Chiggers don’t spread disease, but scratching can injure the skin and cause irritation or infection.

If you have traveled internationally to countries like Indonesia or Australia, your chigger bites can lead to an infection. In this case, consult a doctor.

What to do if you get a bite

If you think you’ve been around any chiggers, give yourself a full body checkup. You may be able to see tiny red spots that are either moving very quickly or sticking to your skin.

Your first step: take a bath or shower and scrub your skin with soap and water. This washes off any chiggers that are still on you.

Wash your clothes and any blankets or towels that have touched the floor with hot water to kill any bugs that are still hanging.

Then treat your bites with an over-the-counter anti-itch cream or ointment such as menthol, calamine lotion, or hydrocortisone. You can also get relief by taking antihistamines or using a cold compress.

Chigger bites usually get better on their own. But if after a few days you are still having problems, see your doctor. On rare occasions, you may need steroid injections to relieve itching and swelling.

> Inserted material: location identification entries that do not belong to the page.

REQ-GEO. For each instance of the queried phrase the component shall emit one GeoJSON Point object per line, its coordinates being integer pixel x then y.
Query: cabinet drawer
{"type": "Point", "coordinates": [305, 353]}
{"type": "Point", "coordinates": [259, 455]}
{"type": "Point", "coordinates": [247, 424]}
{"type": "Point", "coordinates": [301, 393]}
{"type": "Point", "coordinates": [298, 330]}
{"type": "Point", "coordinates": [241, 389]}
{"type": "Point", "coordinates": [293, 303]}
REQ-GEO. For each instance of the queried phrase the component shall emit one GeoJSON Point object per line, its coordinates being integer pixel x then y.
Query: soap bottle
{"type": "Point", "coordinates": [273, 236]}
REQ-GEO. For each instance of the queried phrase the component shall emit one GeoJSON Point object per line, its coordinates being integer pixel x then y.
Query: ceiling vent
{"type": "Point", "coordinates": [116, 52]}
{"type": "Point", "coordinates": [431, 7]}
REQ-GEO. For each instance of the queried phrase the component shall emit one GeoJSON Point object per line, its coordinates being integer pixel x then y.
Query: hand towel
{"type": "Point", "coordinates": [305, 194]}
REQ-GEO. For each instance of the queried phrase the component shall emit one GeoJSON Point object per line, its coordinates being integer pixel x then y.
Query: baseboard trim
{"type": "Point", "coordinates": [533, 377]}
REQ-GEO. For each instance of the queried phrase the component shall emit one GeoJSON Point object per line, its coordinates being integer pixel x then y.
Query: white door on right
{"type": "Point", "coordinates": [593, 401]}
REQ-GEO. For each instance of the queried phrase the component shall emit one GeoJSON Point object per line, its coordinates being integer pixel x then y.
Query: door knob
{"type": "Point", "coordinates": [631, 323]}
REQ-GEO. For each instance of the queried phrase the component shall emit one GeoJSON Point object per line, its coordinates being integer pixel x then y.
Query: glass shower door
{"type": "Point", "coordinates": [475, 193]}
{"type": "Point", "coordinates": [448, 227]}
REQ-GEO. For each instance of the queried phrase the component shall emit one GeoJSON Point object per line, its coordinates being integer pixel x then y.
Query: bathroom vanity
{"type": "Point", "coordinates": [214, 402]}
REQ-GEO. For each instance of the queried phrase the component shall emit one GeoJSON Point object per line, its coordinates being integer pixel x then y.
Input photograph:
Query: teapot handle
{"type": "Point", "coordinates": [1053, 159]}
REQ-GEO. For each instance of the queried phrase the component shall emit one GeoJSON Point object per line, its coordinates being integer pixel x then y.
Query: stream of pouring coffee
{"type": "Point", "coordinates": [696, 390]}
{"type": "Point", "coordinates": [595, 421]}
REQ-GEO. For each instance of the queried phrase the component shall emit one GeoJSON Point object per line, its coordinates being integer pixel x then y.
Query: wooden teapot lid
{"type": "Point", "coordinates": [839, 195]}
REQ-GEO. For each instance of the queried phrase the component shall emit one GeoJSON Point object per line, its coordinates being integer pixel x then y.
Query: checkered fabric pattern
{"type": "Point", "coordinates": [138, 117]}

Your doctor may also ask you to take antibiotics if your bites become infected.

How to prevent bites

If you spend time outdoors in grassy areas, use an insect repellent with DEET or wear clothing that has been treated with an insecticide such as permethrin. When applying bug spray, pay particular attention to areas where bugs could get from clothing on your skin, such as cuffs, cutouts, and the tops of socks.

Some studies show that natural sprays can help keep chiggers away. Try oils made from citronella, tea tree, jojoba, eucalyptus, geranium, or lemongrass.

And of course, don’t make yourself an easy target for a hungry chigger. Wear long sleeves and long pants with your pant legs tucked into long socks.

These simple tips will lower your chances of getting chigger bites. Then you can enjoy nature – without itching!